Ute Wardenga (SFB 1199 & IfL), Maximilian Georg (IfL)

Publication Date

May 2020

Publisher

Springer

Language

English

Type

Book Chapter

Edited Volume

Decolonising and Internationalising Geography: Essays in the History of Contested Science

Editors

Bruno Schelhaas, Federico Ferretti, André Reyes Novaes and Marcella Schmidt di Friedberg

Pages

67-79

Additional Information

Abstract

As associations for the promotion and dissemination of geographical knowledge, Geographical Societies were the institutional basis of geography for the larger part of the “long” nineteenth century. Before 1914, up to 170 such Societies existed in all inhabited continents. Most historiographical research has focused on Geographical Societies in capital cities and/or dealt with them as being inside the “containers” of their respective nation-states, and as if they existed and operated in independence and isolation from one another. By contrast, in a research project launched in 2015/16 at the Leibniz Institute for Regional Geography (IfL), Leipzig, within the framework of the Leipzig Collaborative Research Centre (SFB) 1199 “Processes of Spatialization under the Global Condition”, we seek to identify connections and draw comparisons among 34 Geographical Societies from all continents and of 13 languages, including Societies from minor cities and countries. Our data comes from the Societies’ yearly journals, which we record with a standardized method that we have developed. From a Society’s proceedings, we gather, rather qualitatively, its organizational structure including its networking with other Geographical Societies; from the geographical articles in its journal, we gather, rather quantitatively through codes, the Society’s subjects (e.g. “physical geography”: “geology”; or “human geography”: “economy”), and world areas (e.g. “Africa, West”, or “Polar Regions, South”) of interest. For each Society, we thus obtain a profile reflecting its structure, activities, interests and evolution. Each profile may be explained by the Society’s local and historical context (e.g. French colonialism; Czech nationalism), and further understood through the theoretical concepts of our Collaborative Research Centre: each Society “spatialized” the world into certain “spatial formats”, which then made up a certain “spatial order”. By negotiating modes of dealing with a globalized world, the Geographical Societies thus contributed to the professionalization of geography.

Biographical Note

Ute Wardenga (SFB 1199 & Leibniz-Institut für Länderkunde, Leipzig, Germany)

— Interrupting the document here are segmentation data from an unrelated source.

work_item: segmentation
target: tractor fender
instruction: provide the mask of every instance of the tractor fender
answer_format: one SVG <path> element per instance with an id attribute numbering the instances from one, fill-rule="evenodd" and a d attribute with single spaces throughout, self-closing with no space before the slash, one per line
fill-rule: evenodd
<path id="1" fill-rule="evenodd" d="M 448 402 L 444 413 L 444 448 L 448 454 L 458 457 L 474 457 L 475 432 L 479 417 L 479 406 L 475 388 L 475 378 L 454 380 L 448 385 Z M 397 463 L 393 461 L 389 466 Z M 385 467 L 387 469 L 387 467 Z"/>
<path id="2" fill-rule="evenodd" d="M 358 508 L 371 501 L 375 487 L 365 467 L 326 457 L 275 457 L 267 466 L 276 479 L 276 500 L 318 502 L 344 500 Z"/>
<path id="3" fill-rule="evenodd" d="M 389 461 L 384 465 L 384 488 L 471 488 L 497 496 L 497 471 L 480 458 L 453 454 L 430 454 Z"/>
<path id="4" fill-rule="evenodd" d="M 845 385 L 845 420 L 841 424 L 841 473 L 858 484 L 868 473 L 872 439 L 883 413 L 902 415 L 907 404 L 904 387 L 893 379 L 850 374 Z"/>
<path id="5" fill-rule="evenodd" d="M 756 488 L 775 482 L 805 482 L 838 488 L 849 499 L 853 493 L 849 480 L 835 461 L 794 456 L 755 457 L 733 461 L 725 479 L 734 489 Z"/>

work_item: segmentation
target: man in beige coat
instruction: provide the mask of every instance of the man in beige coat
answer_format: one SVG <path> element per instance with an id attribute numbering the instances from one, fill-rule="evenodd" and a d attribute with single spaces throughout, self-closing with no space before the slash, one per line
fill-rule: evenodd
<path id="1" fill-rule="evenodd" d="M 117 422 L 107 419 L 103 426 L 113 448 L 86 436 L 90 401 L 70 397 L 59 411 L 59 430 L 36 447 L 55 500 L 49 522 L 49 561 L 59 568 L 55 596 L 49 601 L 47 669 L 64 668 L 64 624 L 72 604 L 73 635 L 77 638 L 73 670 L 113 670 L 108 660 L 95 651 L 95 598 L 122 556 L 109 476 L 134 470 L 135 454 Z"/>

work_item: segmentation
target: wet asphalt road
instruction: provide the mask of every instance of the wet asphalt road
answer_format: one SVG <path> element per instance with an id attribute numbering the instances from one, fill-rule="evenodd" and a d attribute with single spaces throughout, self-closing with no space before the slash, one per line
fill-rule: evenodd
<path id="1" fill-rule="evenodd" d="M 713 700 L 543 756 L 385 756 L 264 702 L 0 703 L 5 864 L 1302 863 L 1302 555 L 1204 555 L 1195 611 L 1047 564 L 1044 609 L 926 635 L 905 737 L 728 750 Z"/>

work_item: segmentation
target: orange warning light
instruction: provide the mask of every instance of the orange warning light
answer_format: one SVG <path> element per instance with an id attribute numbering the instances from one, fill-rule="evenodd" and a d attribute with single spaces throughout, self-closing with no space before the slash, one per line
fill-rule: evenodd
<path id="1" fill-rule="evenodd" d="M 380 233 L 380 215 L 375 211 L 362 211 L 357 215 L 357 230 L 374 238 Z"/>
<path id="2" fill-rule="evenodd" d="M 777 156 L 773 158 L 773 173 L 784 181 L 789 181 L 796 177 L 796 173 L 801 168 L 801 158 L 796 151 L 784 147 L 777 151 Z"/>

Ute Wardenga is an honorary professor of global studies at Leipzig University (Germany) and serves on the executive boards of the Centre for Area Studies and the Graduate School Global and Area Studies. Since 2012, she has been the deputy director of the Leibniz Institute for Regional Geography in Leipzig where she coordinates the research group “History and Geography”. Ute Wardenga’s current research interests focus on geography as a space-related practice in the process of globalization and in this regard leads the SFB project C1, which compares international histories of geographical societies since the early 19th century. Most recently, she has co-directed the research project entitled “Digital Atlas of Geopolitical Imaginaries of Eastern Central Europe”, which explored the impact of cartographic and mass media representations of space in Eastern Central Europe since 1989.

Maximilian Georg (Leibniz-Insititut für Länderkunde, Leipzig, Germany)

Maximilian Georg is since 2013 a researcher at IfL in Leipzig with the research area of Historical Geography. He studied European Cultures with focus on History in Luxembourg and France. From 2013 until 2021 he made his PhD at the Graduate School “Global and Area Studies” at Leipzig University. His main focus is now lying on global History and History of Geography.